Correcting the error in getnetworkhashrateps

sipa · August 7, 2025, 8:03pm

Interesting. This works with any “k’th lowest hash”, actually.

If H_{(k)} is the k’th lowest hash seen (the lowest one having k=1), normalized to [0 \ldots 1], then \frac{k-1}{H_{(k)}} is an estimate for the amount of work.

If we model this as n uniformly random samples being taken from [0 \ldots 1] (which is what each hash attempt is), then

H_{(k)} \sim \mathrm{Beta}(k, n-k+1)

For such a distribution

\mathrm{E}\left[\frac{k-1}{H_{(k)}}\right] = n \\ \mathrm{Var}\left[\frac{k-1}{H_{(k)}}\right] = \frac{n(n-k+1)}{k-2} \approx \frac{n^2}{k-2}

which means that using higher k gives a better estimate.

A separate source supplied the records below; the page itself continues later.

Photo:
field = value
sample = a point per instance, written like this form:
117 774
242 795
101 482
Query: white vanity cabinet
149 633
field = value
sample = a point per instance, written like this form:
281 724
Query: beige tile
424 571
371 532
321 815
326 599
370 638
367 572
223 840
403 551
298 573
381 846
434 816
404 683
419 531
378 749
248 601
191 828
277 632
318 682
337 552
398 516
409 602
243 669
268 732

~~However, for any small constant k, this variance is still \mathcal{O}(n^2). Using the number of blocks is a much better estimators.~~ Let b be the number of blocks seen, and w the expected amount of work per block:

w = \frac{2^{256}-1}{\mathrm{target}}

Then

b \sim \mathrm{Poisson}\left(\frac{n}{w}\right)

And we can esimate the amount of work as bw:

\mathrm{E}\left[bw\right] = n \\ \mathrm{Var}\left[bw\right] = nw \approx \frac{n^2}{b}

~~Which has just \mathcal{O}(n) variance.~~

EDIT: I made a mistake in the variance of the bw estimator, it’s nw, not n. The two approaches do seem similar in terms of variance:

\frac{k-1}{H_{(k)}} has standard deviation roughly equal to \frac{n}{\sqrt{k-2}}
bw has standard deviation roughly equal to \frac{n}{\sqrt{b}}.